Dog was officer’s trusty companion for 13 years

Black lab was able to sniff out narcotics during searches

BY CHRIS MURINO Staff Writer

FILE PHOTO Sayreville Detective Joseph Wolski and Cody visit Sayreville's Arleth Elementary School in February 2005 when the black Labrador was still working with the police. FILE PHOTO Sayreville Detective Joseph Wolski and Cody visit Sayreville’s Arleth Elementary School in February 2005 when the black Labrador was still working with the police. SAYREVILLE — For almost 13 years, Detective Joe Wolski had a four-legged partner on the police force.

Cody, a black Labrador who could detect drugs, was that partner until the pooch retired in May 2007. He died this summer at the age of 14.

Cody started at the Sayreville Police Department in December 1994. He and Wolski embarked on a training program in Union County that took 10 weeks.

“We had a time when we needed a bomb dog,” Wolski said. “The Union County Sheriff ‘s Department said that they could provide the dog and could provide the training. At the time, I was the only one who could [work with Cody]. So, I went through the training.”

The 10-week training program included teaching Cody to detect marijuana, cocaine, crack, heroin and methamphetamines. Later on, Cody was taught to detect Ecstasy, when that drug became popular in the late 1990s.

“His reward would be a rolled-up towel,” Wolski said. “We’d line a towel with drugs and the scent of drugs would go on the towel.”

After this, the officers started hiding dry drugs, without the towel. Cody would find the drugs and anxiously await his reward of a rolled-up towel. When Cody would find the drugs, he would scratch at them. This was his way of indicating that he found narcotics.

“He thinks he’s looking for a towel,” Wolski said. “He wants to play — you have to find one that wants to play. This develops their drive.”

Wolski said that a good drug-detection dog is a playful one. Finding a dog that likes to tug on rolled-up towels is also important, he said. Some dogs like to play with tennis balls, but that would not help a drug-detection dog because it is easier to train them with towels.

For Cody, life was all about having fun.

“Hunting dogs want to hunt and narcotics dogs want to find drugs,” Wolski said.

Cody and Wolski did about 30 or 40 jobs a year, adding up to hundreds over the course of their time together.

Cody’s first job was a notable one, working with police who were executing a search warrant at a house.

“He had to search three different floors,” Wolski said. “There were a lot of different drugs involved at the time. We only had a warrant for one person, but there were other people in the house, and he ended up finding marijuana, cocaine and heroin. He hit 11 different places and every different place had narcotics. There was a pound of marijuana in the mattress.”

One memorable search came when the state police called the borough unit out to search a tractor-trailer. It was transporting a shipment of flowers from Colombia to Miami and then to New Jersey. Georgia state troopers had stopped the truck, and one of their dogs had smelled something.
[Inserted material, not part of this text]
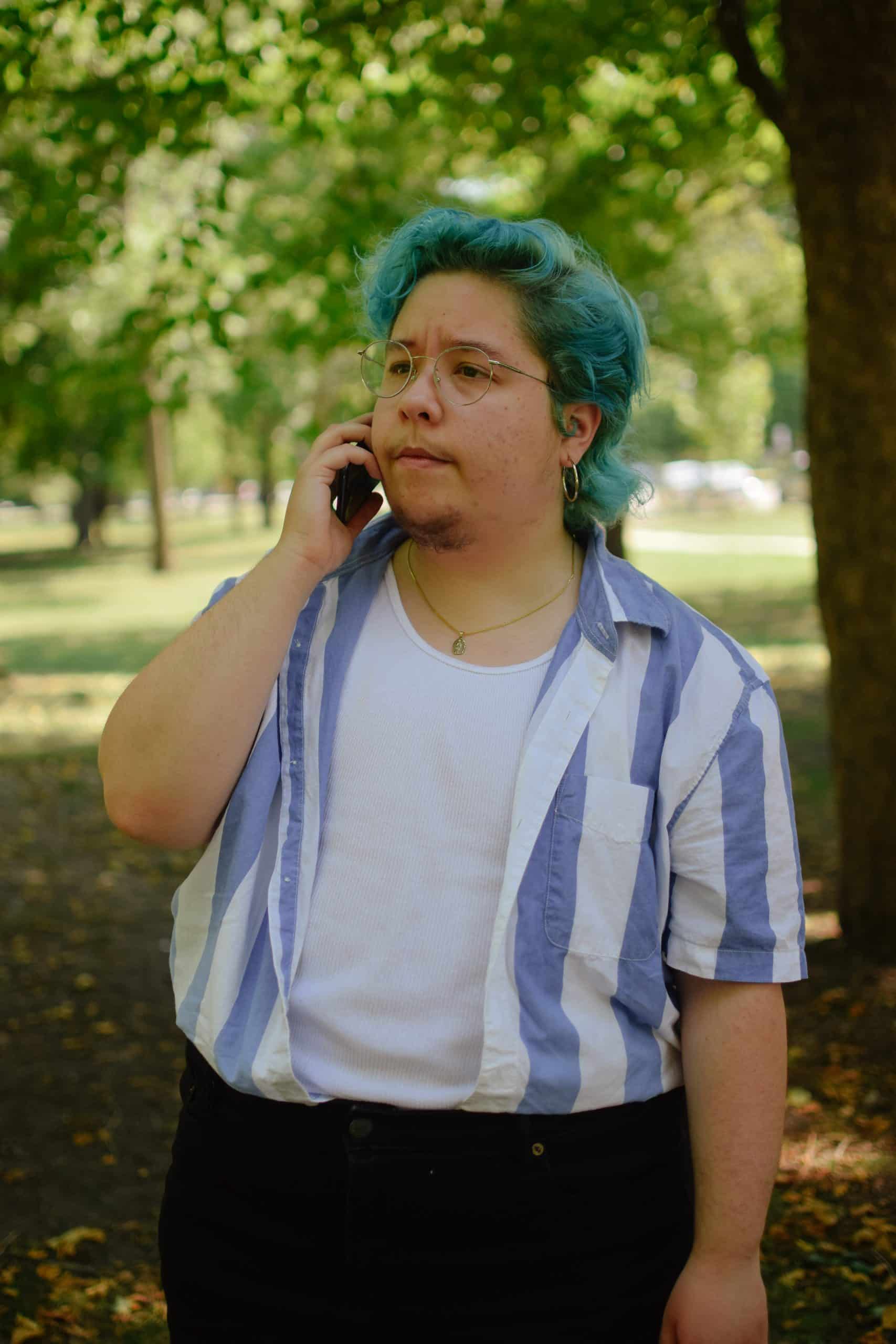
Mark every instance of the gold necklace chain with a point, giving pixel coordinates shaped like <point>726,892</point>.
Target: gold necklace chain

They then let the truck make its way to New Jersey, where police intercepted it. Cody then made a hit on the rear of the tractor, the same exact spot that the dog in Georgia made a hit. Wolski did not know anything about this other

dog’s hit until afterward.

“They never found anything, as far as I know,” Wolski said. “There was fresh welding in the truck. You tend to believe your dog, but nothing really turned out after it.”

Cody would often do search warrants at residences, locker searches at high schools, and was even a Sayreville Willabee mascot and DARE mascot, advising students to avoid drugs and alcohol.

“We’d do demonstrations for DARE, for the prosecutor’s office,” Wolski said.

In terms of search warrants, Cody was extremely helpful.

“When a dog hits, you know an area to look,” Wolski said.

Last summer, it came time for Cody to retire after almost 13 years.

“He was just too old,” Wolski said. “It was difficult for him to get in and out of the car.”

Then, this summer, after having four seizures in a 24-hour span, Cody died.

“Word just got around [that he was sick] because people knew him,” Wolski said. “A lot of people just knew the dog. He was around for 13 years.”

Throughout the years, Wolski became attached to Cody.

“It would be weird if I didn’t get attached to him,” Wolski said. “It was weird if I didn’t put him in the car in the morning.”

Wolski’s favorite part was just having Cody in the car with him.

“Just having the dog with you, riding around in the car,” Wolski said. “Doing demonstrations and seeing the kids react to him. They loved the dog.”

Wolski has not received an answer yet as to whether another narcotics dog will be brought in to replace Cody, but he anticipates budget concerns may not allow for it.